On a visit to Amit Amichai Rechovot |
Last semester, we the college invited a speaker who spoke out our collective addiction to cellphones. Even more impressive than the truly
frightening statistics and stories he told, was the total command he had over an auditorium of 450 students, and his absolute refusal to allow anyone in the room to take out a cellphone. If someone took one out, he stopped his talk, and waited until the person put the phone away.
I was blown away, and convinced that I needed to do the same thing in my classes. And, when the second semester began, I started each class by asking the students to put away their phones in their bags, telling them two things: (1) It’s a distraction for me (which it really is – try talking to someone who’s staring at their phone) and (2) “If you’re there (on the phone) you’re not here. That’s just a fact. You can’t be on the phone and focusing on the class. For a while, I really stuck to it, and I must say that educationally, it was productive. The students were certainly annoyed, but the classes were better – more productive and focused.
But, as the semester has progressed, I’ve backed off – not because I don’t think that the cellphones are a distraction, but because I simply don’t have the energy to fight with them anymore. I would have hoped that students entering my classes would know to put away their phones. Wishful thinking. Each class I have to remind them – over and over – to please put away the phones until the end of class. And then there’s the laptop issue: a number of students bring laptops, and it’s painfully obvious that they’re not only taking notes. How do you distinguish between cellphones and laptops? Why should there be any difference between them?

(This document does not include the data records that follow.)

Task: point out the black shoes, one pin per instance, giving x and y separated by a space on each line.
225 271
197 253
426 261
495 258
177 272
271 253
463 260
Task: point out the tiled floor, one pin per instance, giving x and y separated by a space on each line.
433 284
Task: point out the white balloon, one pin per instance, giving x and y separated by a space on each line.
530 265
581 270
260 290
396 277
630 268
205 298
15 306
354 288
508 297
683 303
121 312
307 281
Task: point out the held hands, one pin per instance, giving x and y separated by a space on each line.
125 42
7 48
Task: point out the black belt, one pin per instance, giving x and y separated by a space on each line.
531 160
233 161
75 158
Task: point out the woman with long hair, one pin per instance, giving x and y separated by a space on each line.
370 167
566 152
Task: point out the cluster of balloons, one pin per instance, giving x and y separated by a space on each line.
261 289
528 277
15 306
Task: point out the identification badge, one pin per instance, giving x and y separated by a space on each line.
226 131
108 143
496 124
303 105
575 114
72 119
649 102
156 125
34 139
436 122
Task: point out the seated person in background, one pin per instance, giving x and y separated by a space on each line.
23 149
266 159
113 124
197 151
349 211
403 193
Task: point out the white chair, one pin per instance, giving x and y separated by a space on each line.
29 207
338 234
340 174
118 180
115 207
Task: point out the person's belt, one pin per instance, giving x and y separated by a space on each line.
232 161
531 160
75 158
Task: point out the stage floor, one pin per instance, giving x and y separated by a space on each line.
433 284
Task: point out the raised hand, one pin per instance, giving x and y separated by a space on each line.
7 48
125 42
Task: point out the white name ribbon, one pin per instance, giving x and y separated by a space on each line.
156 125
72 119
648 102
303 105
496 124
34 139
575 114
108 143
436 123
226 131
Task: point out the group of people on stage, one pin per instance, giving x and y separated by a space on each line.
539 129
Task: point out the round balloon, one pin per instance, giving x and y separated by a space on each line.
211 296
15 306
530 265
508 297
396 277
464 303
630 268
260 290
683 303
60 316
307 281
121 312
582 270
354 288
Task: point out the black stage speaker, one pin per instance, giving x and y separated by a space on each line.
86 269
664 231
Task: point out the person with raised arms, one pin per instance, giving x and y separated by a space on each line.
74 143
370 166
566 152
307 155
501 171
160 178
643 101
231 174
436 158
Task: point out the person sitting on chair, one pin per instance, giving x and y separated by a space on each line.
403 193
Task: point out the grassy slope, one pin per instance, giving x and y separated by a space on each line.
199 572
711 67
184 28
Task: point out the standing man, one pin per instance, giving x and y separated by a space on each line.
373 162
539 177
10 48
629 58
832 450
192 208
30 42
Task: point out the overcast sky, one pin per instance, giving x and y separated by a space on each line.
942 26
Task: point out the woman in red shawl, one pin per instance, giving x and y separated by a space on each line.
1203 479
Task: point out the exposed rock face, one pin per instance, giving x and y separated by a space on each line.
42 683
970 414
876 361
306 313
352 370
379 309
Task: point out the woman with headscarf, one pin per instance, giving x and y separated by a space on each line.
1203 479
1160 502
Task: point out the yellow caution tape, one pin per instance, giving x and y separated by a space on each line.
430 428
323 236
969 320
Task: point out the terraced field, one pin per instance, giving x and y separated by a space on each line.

As part of my work at Orot, I serve as an administrator for the M.Ed. (Masters) program for Educational Administration at Orot’s Rechovot Campus. Today we’re at a site visit at Amit Amichai High School (for boys) in Rechovot. The Rosh Yeshiva at Yeshivat Amit, Rav Avi Rokeach, explained that three years ago the school made a strategic decision to invest in technology. They recognized that the students’ lives were intimately involved in technology – not just as tools, but in the way that the kids think today. If we were able to translate the materials that they learned – Gemara, Chumash, mathematics, etc –using the technological language of the students today – then they could dramatically improve the educational experience of the school. Every student and teacher received a tablet, and they invested in putting all of their materials on the tablets, so that the kids would be ready to learn in their way.
Three months into the project, they recognized that the experiment wasn’t working. Despite the incredible investment in technology, they realized that the tools – the technology – wasn’t the answer. It wasn’t that the tech wasn’t working. It really was. But the investment didn’t really create the change that the school was looking for. It was the same school, the same students, the same learning.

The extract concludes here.